Samedi, à Kaboul, des talibans armés ont pris d’assaut le bureau d’une petite ONG dans le quartier de Karte She à l’ouest, tuant trois citoyens sud-africains, un travailleur humanitaire et ses deux enfants, ainsi qu’un citoyen afghan, dans ce qu’un porte-parole taliban a décrit comme un «centre de renseignement et de prédication du christianisme». Les trois hommes armés ont été ensuite tués par les forces de sécurité afghanes.

Deux jours plus tôt, un commando suicide taliban a mené une attaque contre une pension de famille dans le quartier diplomatique, mais il a été repoussé par des gardes, puis un kamikaze a détruit un véhicule de l’ambassade britannique, tuant six personnes. Un autre kamikaze a tenté de prendre d’assaut le quartier général de la police de la ville et a tué un haut fonctionnaire.

Lundi dernier, deux soldats américains ont été tués lorsqu’une bicyclette bourrée d’explosifs a fait sauter leur convoi.
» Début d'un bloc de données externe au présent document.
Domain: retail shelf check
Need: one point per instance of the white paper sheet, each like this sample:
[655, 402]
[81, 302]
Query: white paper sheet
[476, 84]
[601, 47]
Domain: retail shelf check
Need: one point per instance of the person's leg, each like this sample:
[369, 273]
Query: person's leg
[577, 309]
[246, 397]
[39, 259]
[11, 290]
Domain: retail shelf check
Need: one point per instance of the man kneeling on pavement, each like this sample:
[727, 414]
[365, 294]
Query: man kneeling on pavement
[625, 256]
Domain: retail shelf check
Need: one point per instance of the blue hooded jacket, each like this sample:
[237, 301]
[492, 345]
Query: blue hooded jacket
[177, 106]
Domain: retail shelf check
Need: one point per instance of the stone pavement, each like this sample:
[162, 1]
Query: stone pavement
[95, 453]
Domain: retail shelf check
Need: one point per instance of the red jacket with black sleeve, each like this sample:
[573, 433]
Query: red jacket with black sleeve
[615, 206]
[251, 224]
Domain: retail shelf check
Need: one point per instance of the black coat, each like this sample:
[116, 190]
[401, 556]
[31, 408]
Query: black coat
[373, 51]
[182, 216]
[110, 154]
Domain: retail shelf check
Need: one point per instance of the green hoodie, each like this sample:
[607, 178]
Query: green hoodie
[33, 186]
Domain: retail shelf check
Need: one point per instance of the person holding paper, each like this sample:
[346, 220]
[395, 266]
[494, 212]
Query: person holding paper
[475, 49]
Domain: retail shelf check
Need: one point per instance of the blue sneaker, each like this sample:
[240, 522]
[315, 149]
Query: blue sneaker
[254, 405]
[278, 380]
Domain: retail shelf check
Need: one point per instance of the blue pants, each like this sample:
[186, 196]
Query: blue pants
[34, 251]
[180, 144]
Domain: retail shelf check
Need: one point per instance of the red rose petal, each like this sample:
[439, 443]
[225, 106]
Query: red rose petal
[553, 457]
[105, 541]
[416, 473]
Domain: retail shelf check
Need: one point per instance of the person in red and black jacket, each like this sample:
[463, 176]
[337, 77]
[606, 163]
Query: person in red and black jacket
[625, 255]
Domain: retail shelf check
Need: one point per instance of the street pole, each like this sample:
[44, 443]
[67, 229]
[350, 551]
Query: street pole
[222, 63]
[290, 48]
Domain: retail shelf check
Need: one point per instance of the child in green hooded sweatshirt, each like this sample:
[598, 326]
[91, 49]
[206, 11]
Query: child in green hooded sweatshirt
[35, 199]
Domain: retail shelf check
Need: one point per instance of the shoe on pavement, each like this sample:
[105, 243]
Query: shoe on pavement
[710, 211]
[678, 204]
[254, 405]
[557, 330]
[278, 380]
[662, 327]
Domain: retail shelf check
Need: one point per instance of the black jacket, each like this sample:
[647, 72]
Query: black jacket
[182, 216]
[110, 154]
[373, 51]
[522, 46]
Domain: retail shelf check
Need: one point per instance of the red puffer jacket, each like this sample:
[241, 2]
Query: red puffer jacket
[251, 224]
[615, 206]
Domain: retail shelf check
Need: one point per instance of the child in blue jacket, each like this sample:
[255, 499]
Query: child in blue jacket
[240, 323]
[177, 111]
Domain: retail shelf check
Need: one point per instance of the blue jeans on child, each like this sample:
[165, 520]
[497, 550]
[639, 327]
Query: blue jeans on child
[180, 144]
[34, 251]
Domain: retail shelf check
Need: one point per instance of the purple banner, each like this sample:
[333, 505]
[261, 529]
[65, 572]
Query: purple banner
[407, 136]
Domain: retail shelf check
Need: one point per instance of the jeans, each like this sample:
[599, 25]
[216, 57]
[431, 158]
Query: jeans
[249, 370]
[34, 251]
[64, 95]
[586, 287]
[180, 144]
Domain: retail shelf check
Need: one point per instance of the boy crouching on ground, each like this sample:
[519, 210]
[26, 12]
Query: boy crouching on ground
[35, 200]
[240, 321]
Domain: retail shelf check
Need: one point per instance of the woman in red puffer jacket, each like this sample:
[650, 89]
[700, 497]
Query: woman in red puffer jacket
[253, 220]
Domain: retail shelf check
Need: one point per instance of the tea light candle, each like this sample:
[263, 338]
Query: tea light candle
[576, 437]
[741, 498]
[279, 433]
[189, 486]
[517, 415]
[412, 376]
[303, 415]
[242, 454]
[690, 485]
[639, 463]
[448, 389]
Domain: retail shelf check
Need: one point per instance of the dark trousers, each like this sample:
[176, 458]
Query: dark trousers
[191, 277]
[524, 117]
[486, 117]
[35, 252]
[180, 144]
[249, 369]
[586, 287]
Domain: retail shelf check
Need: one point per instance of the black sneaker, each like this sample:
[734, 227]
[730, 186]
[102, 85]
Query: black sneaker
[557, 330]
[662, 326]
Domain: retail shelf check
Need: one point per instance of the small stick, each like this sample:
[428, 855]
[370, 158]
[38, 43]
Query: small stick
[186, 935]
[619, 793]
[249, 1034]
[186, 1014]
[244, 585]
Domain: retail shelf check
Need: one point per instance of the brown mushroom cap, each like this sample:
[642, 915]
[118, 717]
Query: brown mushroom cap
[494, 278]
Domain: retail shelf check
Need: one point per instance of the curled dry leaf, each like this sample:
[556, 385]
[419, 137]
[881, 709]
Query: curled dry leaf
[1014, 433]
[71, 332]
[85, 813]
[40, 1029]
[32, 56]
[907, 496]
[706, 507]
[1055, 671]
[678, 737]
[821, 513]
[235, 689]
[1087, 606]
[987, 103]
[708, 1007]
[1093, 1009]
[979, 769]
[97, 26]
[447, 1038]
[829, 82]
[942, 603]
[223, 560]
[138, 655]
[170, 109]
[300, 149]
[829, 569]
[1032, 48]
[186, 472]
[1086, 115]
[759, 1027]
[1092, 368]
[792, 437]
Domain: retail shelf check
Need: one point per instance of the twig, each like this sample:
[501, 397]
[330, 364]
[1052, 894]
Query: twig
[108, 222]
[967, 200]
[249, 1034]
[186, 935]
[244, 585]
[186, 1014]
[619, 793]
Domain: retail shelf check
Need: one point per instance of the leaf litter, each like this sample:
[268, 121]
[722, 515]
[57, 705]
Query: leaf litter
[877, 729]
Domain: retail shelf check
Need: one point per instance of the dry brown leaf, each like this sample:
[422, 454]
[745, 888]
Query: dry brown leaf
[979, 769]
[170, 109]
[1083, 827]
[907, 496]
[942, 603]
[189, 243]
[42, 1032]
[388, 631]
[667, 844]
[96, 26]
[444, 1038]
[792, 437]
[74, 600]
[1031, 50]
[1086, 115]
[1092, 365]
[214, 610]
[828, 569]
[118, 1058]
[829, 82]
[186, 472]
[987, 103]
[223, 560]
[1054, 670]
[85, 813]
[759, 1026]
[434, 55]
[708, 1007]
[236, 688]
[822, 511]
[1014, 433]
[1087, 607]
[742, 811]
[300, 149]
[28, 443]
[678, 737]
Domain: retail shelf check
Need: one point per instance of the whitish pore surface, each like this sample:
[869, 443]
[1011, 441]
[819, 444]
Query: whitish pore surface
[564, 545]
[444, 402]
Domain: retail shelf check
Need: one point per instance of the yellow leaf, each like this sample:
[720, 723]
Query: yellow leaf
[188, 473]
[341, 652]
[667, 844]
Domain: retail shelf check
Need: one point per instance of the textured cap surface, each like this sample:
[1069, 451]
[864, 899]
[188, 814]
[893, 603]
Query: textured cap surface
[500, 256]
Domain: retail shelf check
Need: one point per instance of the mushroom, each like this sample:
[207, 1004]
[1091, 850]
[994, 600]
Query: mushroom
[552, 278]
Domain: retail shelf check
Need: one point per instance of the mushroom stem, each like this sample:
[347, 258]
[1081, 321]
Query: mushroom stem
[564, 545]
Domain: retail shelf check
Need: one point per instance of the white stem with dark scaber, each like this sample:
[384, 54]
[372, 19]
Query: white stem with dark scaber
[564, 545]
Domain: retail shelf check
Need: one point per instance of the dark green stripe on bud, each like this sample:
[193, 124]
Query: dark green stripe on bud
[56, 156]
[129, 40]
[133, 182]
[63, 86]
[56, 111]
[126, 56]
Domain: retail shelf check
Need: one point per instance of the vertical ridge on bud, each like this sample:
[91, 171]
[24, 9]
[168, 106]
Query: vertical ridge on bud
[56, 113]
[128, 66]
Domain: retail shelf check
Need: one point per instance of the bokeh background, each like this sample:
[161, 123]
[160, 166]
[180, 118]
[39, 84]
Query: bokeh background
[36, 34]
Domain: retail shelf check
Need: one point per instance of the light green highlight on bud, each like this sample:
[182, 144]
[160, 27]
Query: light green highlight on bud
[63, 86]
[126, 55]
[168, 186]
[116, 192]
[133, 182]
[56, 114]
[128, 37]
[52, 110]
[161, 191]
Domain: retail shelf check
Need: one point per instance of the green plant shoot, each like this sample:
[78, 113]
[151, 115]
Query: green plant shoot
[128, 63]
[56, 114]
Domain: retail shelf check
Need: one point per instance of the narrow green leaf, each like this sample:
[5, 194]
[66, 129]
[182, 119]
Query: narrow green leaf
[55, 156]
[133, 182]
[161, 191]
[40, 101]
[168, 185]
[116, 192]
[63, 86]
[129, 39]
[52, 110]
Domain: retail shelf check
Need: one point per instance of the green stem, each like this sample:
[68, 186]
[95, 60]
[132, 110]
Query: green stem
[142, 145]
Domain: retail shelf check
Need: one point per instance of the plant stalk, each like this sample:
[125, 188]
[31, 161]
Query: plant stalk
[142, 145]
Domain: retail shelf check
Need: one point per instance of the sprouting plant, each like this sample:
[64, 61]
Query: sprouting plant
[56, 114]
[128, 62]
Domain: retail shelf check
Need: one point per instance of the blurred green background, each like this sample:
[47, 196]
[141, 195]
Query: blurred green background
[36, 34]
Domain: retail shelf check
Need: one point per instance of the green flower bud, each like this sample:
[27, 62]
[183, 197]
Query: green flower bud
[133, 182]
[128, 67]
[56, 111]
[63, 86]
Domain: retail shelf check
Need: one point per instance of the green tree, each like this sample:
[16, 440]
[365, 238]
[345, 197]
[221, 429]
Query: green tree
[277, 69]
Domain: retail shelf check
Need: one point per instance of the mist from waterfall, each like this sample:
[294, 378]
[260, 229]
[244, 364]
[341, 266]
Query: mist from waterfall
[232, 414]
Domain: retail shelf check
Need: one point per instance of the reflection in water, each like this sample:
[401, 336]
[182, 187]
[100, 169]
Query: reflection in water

Les deux hommes travaillaient avec les forces de l’OTAN à Kaboul.

Les attaques talibanes à Kaboul étaient des actes isolés qui n’ont pas menacé le contrôle de la capitale par l’OTAN. Mais ils ont aggravé l’insécurité dans la capitale qui a été la cible d’une douzaine de tels attentats-suicides à petite échelle au cours des dernières semaines. En réponse à la campagne talibane, le chef de police de la ville, le général Zahir Zahir, a démissionné dimanche.

D’autres incidents ont pris place dans la province de Nangarhar à l’est, où une bombe placée dans une mosquée a blessé 21 personnes lors de la prière de vendredi, et une autre bombe a frappé un marché dans la ville de Mazar-e Shariff au nord, faisant quatre blessés.

L’intensification du carnage prend place alors que Washington tente de consolider le soutien militaire et financier pour le nouveau régime fantoche mis en place, dirigé par le président Ashraf Ghani, un ancien représentant de la Banque mondiale, et par Abdullah Abdullah, un ancien ministre des Affaires étrangères afghan.

Jeudi, le parlement afghan a ratifié un accord bilatéral sur la sécurité avec les États-Unis et un accord sur le statut des Forces avec l’OTAN, donnant l’autorisation légale à l’occupation de l’Afghanistan par les forces de l’OTAN et des États-Unis après le 31 décembre. Les traités incluent des dispositions assurant que les soldats des États-Unis et de l’OTAN ne peuvent être jugés par des tribunaux afghans pour les atrocités commises contre les civils afghans, une des demandes clés du Pentagone.

Lundi, Ghani et Abdullah s’apprêtaient à se rendre à Bruxelles, en Belgique, pour des réunions de l’OTAN, et ensuite à une conférence à Londres, mercredi, avec des pays «donateurs», c’est-à-dire leurs bailleurs de fonds parmi les puissances impérialistes qui fournissent l’argent nécessaire au maintien de l’armée et du gouvernement afghans.

Au même moment, l’agence de nouvelles Reuters a rapporté que l’Administration Obama prévoyait augmenter le nombre de troupes américaines en Afghanistan en 2015 au-delà du niveau de 9800 précédemment établi par le président en mai dernier. Washington va fournir quelque part entre quelques centaines et un millier de soldats pour combler le manque de troupes provenant des pays membres de l’OTAN où le déploiement en Afghanistan est hautement impopulaire.